In other words, the control of secondary ventilation systems in South African mines can offer substantial scope for energy management systems to be implemented. Frank von Glehn, BBE Director, who was recently at the 12th USA/North American Mine Ventilation Symposium in Nevada attended by some 250 people, says numerous papers were presented on this particular topic and it is now a reality. “The industry has been talking about ventilation-on-demand for some time, but now it is being implemented” von Glehn says.

Bluhm attributes the change to the increases in the cost of power globally and the fact that communication and control systems have evolved to the point where they make such systems feasible. Mines now have fibre optic and wireless broadband systems in place and it is not hard to piggyback on these. “Now that we are able to do it there is no reason to delay any longer.

“That said, it is the diamond and base metal mines in southern Africa which are the most advanced in adapting such technology and have such infrastructure in place.” Bluhm says that South Africa has shown leadership in this field in terms of the research and development done, although the implementation of these systems appears to be most advanced in countries such as Canada.


Fan inlet guide vanes.

While retrofitting such technology in old mines will require a significant outlay and could represent a barrier, modern mines are being designed with such infrastructure in mind. Bluhm says that while BBE is seeing about 30% to 40% of its business come directly from energy efficiency related projects and initiatives; in essence it permeates all of its business. BBE is doing some 10 mine designs at the moment – and they inherently incorporate energy efficiency principles regarding secondary ventilation as described, as well as in primary ventilation and refrigeration.

Primary Ventilation
Reduction of electricity used for primary ventilation can be achieved in two ways, through energy efficiency and through load clipping. Pre-rotational inlet guide-vanes can be fitted to main fan stations and enable the type of energy management where at certain times of the day power can be clipped to save kilowatt-hours. This is now being implemented widely in South Africa. “In other energy conscious countries this practice was well established some time ago, and in Australian mines, for example, the primary fans are shut down when the workers go to lunch. In South Africa chilled air has traditionally been continuously sent down the mine at the same rate all the time,” Bluhm says.

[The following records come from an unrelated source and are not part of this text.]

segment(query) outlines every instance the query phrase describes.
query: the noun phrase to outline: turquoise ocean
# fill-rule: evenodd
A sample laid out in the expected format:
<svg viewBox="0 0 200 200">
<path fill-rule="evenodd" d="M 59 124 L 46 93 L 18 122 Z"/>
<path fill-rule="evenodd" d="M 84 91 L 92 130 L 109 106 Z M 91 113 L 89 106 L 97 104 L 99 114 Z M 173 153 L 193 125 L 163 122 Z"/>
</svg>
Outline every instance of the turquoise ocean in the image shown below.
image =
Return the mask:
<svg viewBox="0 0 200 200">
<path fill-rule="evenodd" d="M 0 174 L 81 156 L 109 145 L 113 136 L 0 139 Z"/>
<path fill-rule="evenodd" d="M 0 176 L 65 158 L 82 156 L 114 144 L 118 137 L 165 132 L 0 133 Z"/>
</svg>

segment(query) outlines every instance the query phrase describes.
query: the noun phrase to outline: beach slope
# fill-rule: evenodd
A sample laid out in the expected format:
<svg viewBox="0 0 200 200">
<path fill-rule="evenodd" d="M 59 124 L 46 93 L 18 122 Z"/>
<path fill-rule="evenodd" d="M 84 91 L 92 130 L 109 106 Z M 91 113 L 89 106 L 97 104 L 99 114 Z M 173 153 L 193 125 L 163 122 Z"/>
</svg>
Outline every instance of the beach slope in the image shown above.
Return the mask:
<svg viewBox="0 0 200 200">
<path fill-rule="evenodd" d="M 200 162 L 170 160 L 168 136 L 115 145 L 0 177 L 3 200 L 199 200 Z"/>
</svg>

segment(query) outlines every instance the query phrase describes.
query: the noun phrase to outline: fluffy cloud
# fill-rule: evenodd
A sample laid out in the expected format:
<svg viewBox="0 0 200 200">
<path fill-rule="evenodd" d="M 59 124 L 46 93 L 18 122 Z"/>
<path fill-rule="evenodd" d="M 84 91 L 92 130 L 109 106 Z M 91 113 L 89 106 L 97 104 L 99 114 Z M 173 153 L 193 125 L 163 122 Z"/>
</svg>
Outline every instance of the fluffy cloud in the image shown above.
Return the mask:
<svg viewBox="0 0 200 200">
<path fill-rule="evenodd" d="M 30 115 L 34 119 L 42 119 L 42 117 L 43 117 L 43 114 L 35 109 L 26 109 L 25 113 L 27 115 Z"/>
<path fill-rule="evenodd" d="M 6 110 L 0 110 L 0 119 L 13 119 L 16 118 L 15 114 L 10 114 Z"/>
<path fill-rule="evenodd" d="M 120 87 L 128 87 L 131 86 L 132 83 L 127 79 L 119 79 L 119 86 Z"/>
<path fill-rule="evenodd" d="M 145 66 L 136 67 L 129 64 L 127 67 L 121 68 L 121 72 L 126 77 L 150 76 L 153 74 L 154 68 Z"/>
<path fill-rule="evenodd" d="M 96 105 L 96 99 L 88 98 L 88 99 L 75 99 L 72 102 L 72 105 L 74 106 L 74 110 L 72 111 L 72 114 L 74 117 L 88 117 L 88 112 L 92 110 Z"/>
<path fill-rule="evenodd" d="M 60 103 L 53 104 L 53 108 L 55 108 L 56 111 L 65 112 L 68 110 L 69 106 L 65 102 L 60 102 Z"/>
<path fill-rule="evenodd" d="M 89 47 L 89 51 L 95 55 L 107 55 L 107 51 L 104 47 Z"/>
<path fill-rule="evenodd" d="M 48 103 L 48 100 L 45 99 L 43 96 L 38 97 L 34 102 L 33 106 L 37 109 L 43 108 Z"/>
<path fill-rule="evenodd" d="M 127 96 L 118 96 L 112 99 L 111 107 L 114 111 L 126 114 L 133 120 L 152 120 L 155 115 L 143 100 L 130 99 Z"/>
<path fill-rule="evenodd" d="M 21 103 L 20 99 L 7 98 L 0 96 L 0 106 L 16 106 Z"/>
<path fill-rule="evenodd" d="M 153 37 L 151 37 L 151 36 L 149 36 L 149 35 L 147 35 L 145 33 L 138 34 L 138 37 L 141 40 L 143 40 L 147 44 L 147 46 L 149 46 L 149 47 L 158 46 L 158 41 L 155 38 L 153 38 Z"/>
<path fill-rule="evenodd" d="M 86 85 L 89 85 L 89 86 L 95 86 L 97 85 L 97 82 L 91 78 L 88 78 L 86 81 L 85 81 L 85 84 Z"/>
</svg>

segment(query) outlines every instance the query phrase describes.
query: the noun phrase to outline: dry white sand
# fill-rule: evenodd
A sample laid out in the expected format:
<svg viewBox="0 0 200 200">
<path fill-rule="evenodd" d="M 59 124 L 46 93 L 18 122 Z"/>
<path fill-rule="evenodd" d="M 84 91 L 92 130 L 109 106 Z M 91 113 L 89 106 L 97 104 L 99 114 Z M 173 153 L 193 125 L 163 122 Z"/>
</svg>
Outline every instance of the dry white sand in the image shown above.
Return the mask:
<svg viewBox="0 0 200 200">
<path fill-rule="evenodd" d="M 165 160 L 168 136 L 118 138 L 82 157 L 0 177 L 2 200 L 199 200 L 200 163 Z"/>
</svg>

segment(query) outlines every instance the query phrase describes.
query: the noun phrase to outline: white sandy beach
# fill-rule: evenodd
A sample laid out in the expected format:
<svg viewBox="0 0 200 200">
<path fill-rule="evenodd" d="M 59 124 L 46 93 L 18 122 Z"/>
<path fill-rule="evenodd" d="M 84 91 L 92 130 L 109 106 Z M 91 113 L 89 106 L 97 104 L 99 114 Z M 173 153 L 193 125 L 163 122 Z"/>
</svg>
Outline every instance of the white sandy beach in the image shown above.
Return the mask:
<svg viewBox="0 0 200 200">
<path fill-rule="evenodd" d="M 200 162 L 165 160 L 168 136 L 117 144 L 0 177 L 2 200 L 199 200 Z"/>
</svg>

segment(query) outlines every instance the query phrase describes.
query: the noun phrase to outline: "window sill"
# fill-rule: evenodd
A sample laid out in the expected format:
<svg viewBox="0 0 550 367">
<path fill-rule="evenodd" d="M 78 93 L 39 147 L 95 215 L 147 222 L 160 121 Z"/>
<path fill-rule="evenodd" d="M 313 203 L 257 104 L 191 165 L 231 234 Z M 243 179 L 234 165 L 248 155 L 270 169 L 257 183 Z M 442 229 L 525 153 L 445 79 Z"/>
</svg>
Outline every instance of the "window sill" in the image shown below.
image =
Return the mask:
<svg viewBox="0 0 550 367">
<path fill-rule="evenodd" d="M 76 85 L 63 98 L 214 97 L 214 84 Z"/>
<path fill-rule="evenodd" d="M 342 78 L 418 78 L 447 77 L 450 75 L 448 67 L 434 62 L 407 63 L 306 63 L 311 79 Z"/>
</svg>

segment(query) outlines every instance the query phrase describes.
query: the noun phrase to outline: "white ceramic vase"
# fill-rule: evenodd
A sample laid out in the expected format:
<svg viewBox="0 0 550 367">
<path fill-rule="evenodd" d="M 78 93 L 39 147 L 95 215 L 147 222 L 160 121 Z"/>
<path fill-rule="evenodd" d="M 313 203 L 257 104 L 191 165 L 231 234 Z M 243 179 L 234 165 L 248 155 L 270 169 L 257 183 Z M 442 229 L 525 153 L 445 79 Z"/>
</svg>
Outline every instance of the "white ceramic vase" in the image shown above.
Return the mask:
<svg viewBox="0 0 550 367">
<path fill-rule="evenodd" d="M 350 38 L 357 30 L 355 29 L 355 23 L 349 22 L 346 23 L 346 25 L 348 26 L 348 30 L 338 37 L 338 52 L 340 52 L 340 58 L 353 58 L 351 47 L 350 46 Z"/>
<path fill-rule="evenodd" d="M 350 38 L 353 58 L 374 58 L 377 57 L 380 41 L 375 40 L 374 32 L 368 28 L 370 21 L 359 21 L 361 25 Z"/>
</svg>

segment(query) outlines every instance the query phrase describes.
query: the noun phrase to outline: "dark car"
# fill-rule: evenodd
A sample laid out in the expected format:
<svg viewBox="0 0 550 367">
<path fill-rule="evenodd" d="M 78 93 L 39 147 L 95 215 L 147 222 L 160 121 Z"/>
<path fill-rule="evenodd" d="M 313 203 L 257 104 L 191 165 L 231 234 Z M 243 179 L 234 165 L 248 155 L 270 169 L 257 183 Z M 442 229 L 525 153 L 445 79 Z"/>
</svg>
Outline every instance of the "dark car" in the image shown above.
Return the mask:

BBE is working on a number of these primary ventilation energy management projects in South Africa including at Impala, Driefontein, Kloof and Moab Khostong. Other mines are looking at similar plans. “Eskom’s Demand Side Management (DSM) programme has in the past funded some of these initiatives, but the programme appears to have fallen away,” Bluhm says. Overall, Eskom’s DSM programme appears to be on hold and it has a moratorium on new proposals.

The benefits for the mines are not just that they save money and work towards achieving the 10% electricity reduction stipulated by Eskom without losing production, but that they reduce their overall energy footprint, and corresponding carbon footprint. The latter is something that is becoming increasingly important to mining companies. “A typical large mine will save R4 million a year through such a primary ventilation energy management initiative and save some 6,000 tonnes per annum (tpa) of carbon emitted,” Bluhm says.

On the energy efficiency side, there are also steps being undertaken to make existing primary fans more efficient. “Many of the original fans were designed some time ago for a life of 30 years, and the profile of the mine will have changed over the decades. It will be a different operation and that gives us scope to change impeller designs and speeds and gain energy efficiency.”

In the best case scenarios it may be possible to save possibly 20% of the power usage accounted for by primary ventilation.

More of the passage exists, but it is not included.